The power supply in my media center PC bit the dust over winter break, so in the process of tearing everything apart to get the power supply out I had to remove an integrated audio amp supposedly rated at 50W per channel into 6 channels from what limited information I could find online. It was interesting to me for two reasons, its small size, and the fact that it is a digital (PWM) style of amp Fitting all this into something the size of my hand was impressive. So I took some pictures of it to see how it worked, and how they managed to fit the entire system into such a tiny space.
Right now the only documentation online is on their polish website http://pl.asus.com/Product.aspx?P_ID=sABpq9GJm3MbFOBA
Which doesnt mention anything about the power output of the amp. The first suspect item was the M-ATX power supply, which was rated for 300W and powered the amp through a standard 4pin connector. This would leave no power left for the rest of the computer, which at minimum is drawing 65W for the low power processor and motherboard. Regardless of ASUS’s rather overzealous marketing department the amp is still something interesting to look at. Also because it meets some decent specs:
Frequency response: 20Hz-20kHz, + / - 0.5dB (bandwidth)
SNR (signal to noise distance): 100 dB +
THD + N (total harmonic distortion factor of the noise): <0.2% (8?, 1W, 20Hz-20kHz)
While it is not terribly powerful, driving some efficient speakers with this makes me only want to turn up the volume a small ways before my room is uncomfortably loud.
Onto the rest of the Amplifier, because it’s design is quite simple with very few parts, and I think the amplifier module might be capable of putting out 50W RMS into each channel.

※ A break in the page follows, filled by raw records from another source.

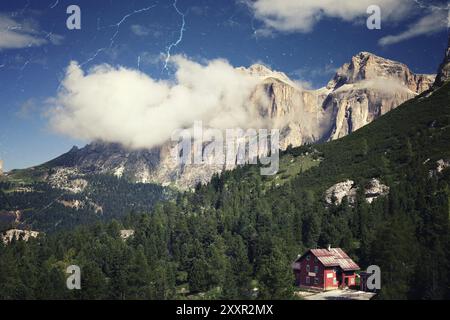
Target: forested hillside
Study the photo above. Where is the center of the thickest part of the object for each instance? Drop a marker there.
(242, 230)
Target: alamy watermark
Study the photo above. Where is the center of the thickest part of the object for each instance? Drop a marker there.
(73, 282)
(374, 19)
(229, 147)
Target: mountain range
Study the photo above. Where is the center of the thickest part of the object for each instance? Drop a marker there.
(361, 91)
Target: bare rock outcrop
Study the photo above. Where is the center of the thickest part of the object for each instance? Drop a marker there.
(17, 234)
(336, 193)
(361, 91)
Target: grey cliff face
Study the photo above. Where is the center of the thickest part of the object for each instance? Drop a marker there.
(444, 69)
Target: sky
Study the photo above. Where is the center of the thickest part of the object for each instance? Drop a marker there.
(173, 56)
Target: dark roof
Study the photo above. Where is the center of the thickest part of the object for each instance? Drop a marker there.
(333, 257)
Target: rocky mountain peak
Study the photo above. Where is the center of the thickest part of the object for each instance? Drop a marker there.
(355, 97)
(264, 72)
(366, 66)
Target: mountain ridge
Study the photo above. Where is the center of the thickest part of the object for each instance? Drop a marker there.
(355, 96)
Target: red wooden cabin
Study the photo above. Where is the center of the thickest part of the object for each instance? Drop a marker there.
(325, 269)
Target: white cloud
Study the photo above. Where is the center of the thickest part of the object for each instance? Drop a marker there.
(302, 15)
(16, 34)
(129, 107)
(434, 22)
(139, 30)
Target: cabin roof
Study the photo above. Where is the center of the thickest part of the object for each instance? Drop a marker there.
(333, 257)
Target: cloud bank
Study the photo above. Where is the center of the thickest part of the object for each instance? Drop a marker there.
(302, 15)
(15, 34)
(129, 107)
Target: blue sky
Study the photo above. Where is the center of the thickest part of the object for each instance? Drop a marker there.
(136, 34)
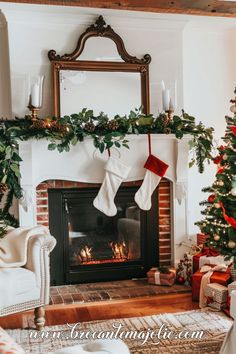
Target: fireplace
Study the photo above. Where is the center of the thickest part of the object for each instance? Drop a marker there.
(92, 246)
(42, 169)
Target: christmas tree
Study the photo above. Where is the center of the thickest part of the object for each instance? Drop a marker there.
(219, 222)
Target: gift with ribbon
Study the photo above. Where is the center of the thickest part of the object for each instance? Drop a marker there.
(231, 287)
(208, 274)
(201, 239)
(207, 256)
(216, 295)
(161, 276)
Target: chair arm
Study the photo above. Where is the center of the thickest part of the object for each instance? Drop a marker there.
(39, 248)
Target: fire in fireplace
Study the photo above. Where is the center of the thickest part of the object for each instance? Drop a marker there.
(92, 246)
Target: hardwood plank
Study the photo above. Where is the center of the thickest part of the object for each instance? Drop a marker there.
(61, 314)
(197, 7)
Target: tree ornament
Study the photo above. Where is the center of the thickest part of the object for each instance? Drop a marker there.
(233, 109)
(216, 237)
(89, 127)
(225, 157)
(3, 188)
(112, 125)
(217, 205)
(47, 122)
(217, 159)
(180, 280)
(211, 198)
(38, 124)
(233, 129)
(231, 244)
(63, 128)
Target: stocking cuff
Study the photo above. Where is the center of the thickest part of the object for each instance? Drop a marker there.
(156, 166)
(118, 168)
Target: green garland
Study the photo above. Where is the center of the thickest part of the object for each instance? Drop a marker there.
(68, 130)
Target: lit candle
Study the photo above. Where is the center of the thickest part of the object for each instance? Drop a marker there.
(35, 95)
(171, 105)
(41, 80)
(166, 100)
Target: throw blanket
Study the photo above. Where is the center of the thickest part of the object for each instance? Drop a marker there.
(13, 247)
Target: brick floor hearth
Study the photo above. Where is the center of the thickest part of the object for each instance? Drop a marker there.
(113, 290)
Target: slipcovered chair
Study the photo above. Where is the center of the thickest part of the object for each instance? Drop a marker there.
(27, 287)
(228, 346)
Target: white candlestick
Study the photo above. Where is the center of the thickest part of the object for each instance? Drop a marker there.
(171, 105)
(41, 80)
(166, 100)
(35, 95)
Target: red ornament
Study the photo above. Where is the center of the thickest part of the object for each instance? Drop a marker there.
(222, 147)
(211, 198)
(233, 129)
(220, 170)
(180, 280)
(229, 219)
(218, 159)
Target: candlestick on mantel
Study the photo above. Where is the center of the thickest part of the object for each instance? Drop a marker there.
(36, 97)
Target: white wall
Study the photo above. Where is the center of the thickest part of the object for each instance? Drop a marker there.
(5, 87)
(209, 81)
(197, 55)
(33, 30)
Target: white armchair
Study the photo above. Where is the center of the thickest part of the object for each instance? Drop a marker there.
(27, 287)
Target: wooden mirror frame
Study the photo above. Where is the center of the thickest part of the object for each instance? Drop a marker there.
(70, 62)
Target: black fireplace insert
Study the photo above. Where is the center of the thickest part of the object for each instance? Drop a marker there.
(94, 247)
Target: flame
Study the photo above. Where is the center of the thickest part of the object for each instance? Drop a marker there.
(120, 250)
(85, 255)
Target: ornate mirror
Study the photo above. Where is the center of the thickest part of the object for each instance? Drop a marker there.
(115, 85)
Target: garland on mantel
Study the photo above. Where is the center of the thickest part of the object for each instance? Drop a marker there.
(68, 130)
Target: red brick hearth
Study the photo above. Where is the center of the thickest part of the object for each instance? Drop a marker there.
(164, 209)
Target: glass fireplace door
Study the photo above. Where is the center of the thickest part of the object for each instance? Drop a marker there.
(95, 238)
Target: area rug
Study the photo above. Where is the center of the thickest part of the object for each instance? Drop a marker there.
(111, 290)
(137, 334)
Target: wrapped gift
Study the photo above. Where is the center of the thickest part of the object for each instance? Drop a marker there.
(201, 239)
(216, 293)
(208, 256)
(231, 287)
(219, 277)
(161, 276)
(227, 308)
(216, 305)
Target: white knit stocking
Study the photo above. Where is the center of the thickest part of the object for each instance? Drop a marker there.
(144, 195)
(115, 173)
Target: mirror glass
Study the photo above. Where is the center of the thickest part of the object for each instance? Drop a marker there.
(109, 92)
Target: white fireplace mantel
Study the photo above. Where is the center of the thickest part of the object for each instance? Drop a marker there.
(85, 164)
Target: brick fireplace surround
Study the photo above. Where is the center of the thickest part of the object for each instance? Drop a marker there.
(164, 210)
(85, 165)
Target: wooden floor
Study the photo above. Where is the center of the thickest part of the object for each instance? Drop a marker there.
(61, 314)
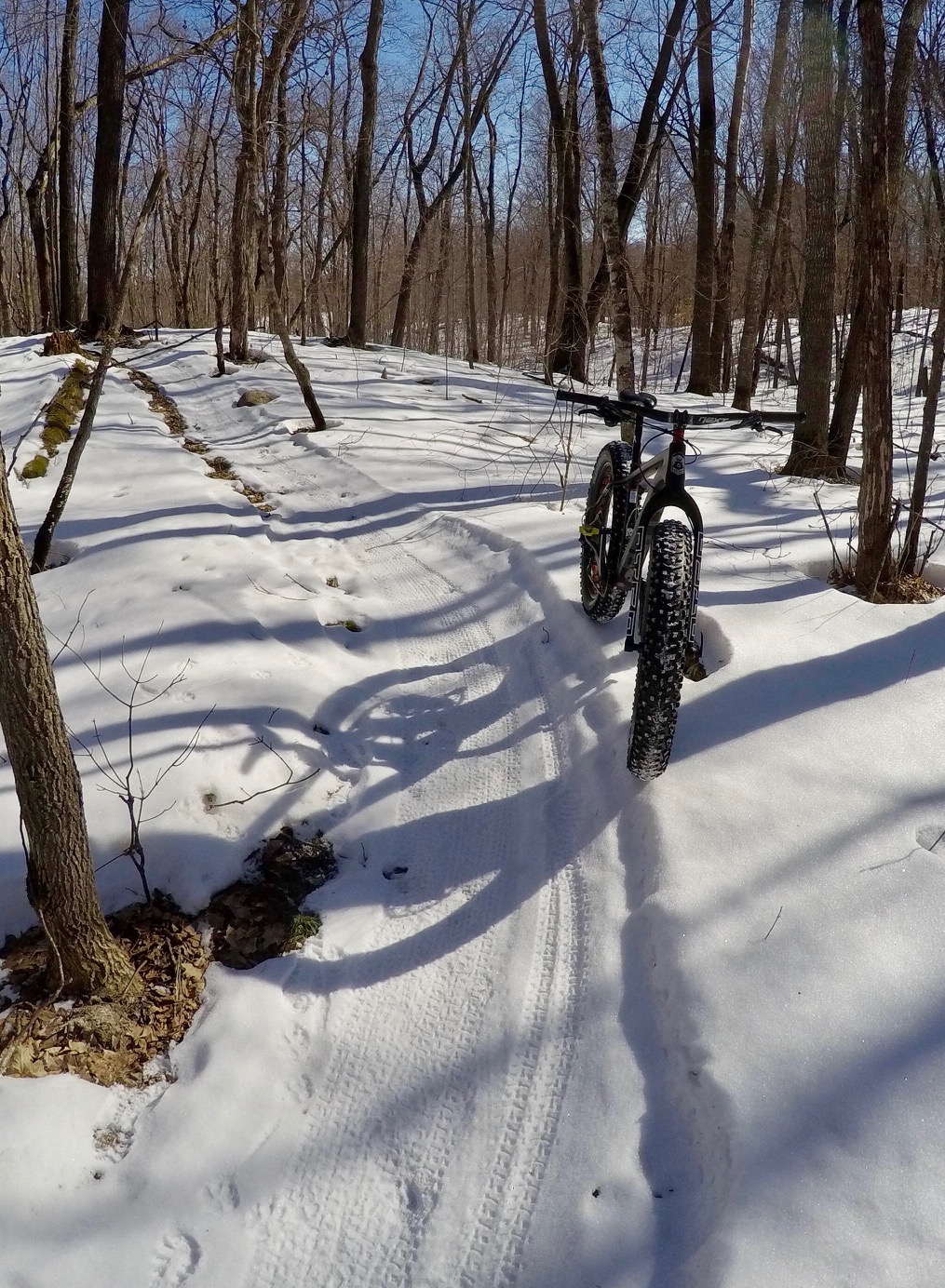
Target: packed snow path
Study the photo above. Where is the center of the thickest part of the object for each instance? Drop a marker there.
(559, 1029)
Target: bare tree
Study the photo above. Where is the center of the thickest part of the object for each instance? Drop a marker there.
(706, 190)
(362, 177)
(102, 269)
(86, 961)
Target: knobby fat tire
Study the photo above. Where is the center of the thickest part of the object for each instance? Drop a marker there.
(662, 650)
(607, 507)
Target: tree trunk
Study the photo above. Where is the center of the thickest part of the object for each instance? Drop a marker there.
(362, 178)
(614, 242)
(763, 224)
(852, 372)
(102, 269)
(646, 144)
(244, 232)
(566, 351)
(40, 238)
(70, 308)
(817, 304)
(909, 557)
(701, 376)
(44, 537)
(722, 321)
(86, 959)
(873, 557)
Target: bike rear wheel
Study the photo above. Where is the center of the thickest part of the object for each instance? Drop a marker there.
(603, 532)
(663, 644)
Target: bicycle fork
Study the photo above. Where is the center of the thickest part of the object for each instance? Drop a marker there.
(630, 641)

The hardware is nicely laid out, and all the power stages are very simple.
This amp takes 12V in and runs it through a very simple forward converter, which steps the voltage up to +45 and -45V which then is sent to the positive and negative audio rails. This is a neat design for a computer power supply, especially if the PWM drivers are controlled using current mode control, as it can allow for some fluctuation of the audio power supply rails without messing too much with the standard 12V supply rail of the computer.

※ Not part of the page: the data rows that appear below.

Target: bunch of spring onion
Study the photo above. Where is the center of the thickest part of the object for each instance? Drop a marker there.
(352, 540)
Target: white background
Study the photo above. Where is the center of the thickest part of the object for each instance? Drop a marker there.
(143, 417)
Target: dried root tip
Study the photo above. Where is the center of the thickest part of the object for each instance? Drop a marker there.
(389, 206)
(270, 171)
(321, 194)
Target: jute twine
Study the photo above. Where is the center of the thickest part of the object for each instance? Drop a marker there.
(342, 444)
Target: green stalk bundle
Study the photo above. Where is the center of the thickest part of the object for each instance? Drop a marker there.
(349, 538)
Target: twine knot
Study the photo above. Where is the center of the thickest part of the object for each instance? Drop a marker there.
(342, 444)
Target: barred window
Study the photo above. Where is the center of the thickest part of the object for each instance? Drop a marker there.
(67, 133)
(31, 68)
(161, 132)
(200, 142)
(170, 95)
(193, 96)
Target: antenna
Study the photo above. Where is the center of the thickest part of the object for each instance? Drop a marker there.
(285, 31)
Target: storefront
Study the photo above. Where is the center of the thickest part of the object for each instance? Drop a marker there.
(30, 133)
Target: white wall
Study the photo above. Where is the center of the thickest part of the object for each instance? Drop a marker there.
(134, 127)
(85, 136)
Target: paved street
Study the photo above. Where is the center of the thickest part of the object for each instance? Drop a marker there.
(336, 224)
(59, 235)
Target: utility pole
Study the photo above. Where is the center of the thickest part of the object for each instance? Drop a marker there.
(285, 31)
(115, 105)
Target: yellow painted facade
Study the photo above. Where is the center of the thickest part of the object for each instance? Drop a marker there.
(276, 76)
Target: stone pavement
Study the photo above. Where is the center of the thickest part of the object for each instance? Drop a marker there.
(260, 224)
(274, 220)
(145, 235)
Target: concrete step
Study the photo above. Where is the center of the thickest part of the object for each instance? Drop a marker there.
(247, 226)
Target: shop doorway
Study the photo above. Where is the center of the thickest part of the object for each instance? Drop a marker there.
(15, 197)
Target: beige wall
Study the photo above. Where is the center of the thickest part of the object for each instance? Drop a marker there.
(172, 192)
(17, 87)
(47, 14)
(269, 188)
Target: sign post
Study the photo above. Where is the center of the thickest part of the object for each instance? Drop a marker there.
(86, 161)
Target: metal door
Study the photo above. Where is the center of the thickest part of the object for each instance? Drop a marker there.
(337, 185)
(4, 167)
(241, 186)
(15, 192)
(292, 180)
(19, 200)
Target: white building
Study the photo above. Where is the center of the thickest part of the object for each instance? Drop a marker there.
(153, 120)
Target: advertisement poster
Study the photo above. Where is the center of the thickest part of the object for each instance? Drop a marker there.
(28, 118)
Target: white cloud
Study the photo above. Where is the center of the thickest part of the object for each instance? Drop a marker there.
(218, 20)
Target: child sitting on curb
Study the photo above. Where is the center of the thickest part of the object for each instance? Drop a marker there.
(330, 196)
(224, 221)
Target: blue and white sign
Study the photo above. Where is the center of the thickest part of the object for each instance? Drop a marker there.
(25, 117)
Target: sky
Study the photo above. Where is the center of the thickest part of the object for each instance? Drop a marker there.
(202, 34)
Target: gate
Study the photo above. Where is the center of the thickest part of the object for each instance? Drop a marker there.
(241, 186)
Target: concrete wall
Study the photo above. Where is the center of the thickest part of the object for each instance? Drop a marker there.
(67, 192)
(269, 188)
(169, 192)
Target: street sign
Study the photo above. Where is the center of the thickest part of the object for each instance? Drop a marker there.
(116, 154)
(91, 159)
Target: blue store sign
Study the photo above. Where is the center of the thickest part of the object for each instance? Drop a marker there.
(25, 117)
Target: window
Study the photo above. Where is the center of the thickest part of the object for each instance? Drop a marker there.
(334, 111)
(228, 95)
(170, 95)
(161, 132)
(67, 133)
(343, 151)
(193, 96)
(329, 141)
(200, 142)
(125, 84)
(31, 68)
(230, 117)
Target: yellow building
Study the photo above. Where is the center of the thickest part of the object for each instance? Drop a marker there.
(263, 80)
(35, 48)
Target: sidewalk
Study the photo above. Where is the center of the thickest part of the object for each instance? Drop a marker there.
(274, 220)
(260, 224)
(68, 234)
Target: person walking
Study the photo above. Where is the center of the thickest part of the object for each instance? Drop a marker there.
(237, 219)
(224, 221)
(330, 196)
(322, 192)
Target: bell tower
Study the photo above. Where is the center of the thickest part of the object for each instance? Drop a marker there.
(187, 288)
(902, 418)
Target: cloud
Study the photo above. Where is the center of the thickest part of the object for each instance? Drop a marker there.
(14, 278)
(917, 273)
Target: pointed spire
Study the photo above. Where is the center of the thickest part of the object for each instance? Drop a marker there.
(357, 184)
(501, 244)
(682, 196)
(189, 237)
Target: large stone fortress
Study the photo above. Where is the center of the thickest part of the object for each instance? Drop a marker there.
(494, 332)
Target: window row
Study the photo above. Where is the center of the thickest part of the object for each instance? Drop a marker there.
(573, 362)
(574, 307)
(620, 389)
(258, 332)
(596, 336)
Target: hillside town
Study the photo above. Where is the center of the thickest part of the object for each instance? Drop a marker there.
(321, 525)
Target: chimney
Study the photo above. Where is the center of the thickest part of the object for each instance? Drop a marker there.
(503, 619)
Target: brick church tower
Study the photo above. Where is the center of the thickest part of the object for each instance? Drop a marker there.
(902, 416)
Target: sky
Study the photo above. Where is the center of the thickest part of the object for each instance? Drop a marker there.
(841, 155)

The Forward converter is a really simple textbook example, 2 fets switch separate coils in the transformer alternating, which allows power transfer at almost 100% of the cycle, requiring much smaller filter components.
The output stage is also very simple, each speaker is fed through a half bridge, consisting of two mosfets, which then goes through a very simple single stage LC filter consisting of a 200p cap and what is probably a 33.3uH inductor. There also is what looks like a very small shunt resistor, which might be measuring the output current and feeding this back into the proprietary driver ICs. The sub-woofer channel does away with the filter capacitor and doubles the inductor value Since the sub channel only needs to operate below ~100hz it does not need much filtering.
The really interesting stuff happens in the controller chips, which are made by D2 Audio, here they do some real time DSP, active noise shaping and speaker feedback to help equalize the output. Since there are not publicly available datasheets (sadly) we cant really see what goes on inside, but I am sure it is interesting.
On the other side of the heatsink you can see the other half of the mosfet drivers for each channel.